Fully Automated Identification of Lexical Alignment and Preference-Stage Shifts in Large Language Models
Proceedings of the Fifteenth Language Resources and Evaluation Conference (LREC 2026)
Abstract
The language used by digital chat assistants such as ChatGPT can diverge from human expectations (misalignment). Research, mostly on Scientific English, has described both WHAT divergences occur and, to some extent, WHY, linking them to the training stage of human preference learning. Yet, existing approaches rely on manual curation.

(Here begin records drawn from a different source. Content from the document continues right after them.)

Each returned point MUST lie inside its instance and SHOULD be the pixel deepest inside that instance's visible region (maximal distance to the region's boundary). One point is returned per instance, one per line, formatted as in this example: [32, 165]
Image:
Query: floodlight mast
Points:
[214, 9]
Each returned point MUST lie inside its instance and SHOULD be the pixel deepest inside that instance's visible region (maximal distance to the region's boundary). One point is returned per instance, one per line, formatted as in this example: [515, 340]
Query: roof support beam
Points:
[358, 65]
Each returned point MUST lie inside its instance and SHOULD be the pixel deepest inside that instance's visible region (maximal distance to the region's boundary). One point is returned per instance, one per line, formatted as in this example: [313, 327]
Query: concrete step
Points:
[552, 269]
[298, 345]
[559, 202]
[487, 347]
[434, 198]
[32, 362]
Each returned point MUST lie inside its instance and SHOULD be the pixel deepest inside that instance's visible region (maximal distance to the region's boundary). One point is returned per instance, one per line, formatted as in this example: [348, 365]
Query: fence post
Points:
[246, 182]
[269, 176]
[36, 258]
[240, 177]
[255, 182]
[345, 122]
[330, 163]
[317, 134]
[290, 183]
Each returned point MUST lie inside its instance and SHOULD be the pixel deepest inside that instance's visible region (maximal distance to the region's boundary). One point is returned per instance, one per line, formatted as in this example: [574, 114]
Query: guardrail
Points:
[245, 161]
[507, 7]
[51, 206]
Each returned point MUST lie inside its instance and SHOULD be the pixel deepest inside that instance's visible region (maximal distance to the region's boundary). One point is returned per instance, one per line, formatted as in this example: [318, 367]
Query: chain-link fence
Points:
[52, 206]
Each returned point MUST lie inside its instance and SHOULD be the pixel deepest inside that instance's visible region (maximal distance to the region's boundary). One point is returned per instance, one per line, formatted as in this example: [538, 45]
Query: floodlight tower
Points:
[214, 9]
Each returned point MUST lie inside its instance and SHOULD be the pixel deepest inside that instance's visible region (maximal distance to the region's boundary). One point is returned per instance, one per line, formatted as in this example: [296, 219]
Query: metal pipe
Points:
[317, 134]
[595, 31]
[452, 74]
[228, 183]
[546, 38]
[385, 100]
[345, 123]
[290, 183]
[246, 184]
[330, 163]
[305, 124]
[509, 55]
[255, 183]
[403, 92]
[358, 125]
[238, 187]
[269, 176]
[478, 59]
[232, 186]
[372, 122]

This paper introduces two curation-free, assumption-light evaluation metrics: the Lexical Alignment Score, which identifies lexical overuse, and the Triangulated Preference Shift, which quantifies how much of such shifts can be attributed to human preference learning. Using PubMed abstracts, continuations were generated and measured using windowed document prevalence across six model families (Falcon, Gemma, Llama, Mistral, OLMo, Yi). The procedure identifies, without manual intervention, overused items such as ’suggest’, ’additionally’, and ’strategy’, and estimates their link to preference learning. Our findings replicate prior work and remain stable across parameter settings, random seeds, and evaluation on further data. The approach scales readily and enables systematic study of lexical (mis)alignment beyond Scientific English and across languages, and as such, the metrics have the potential to contribute to improved alignment for future models and understanding of its origins.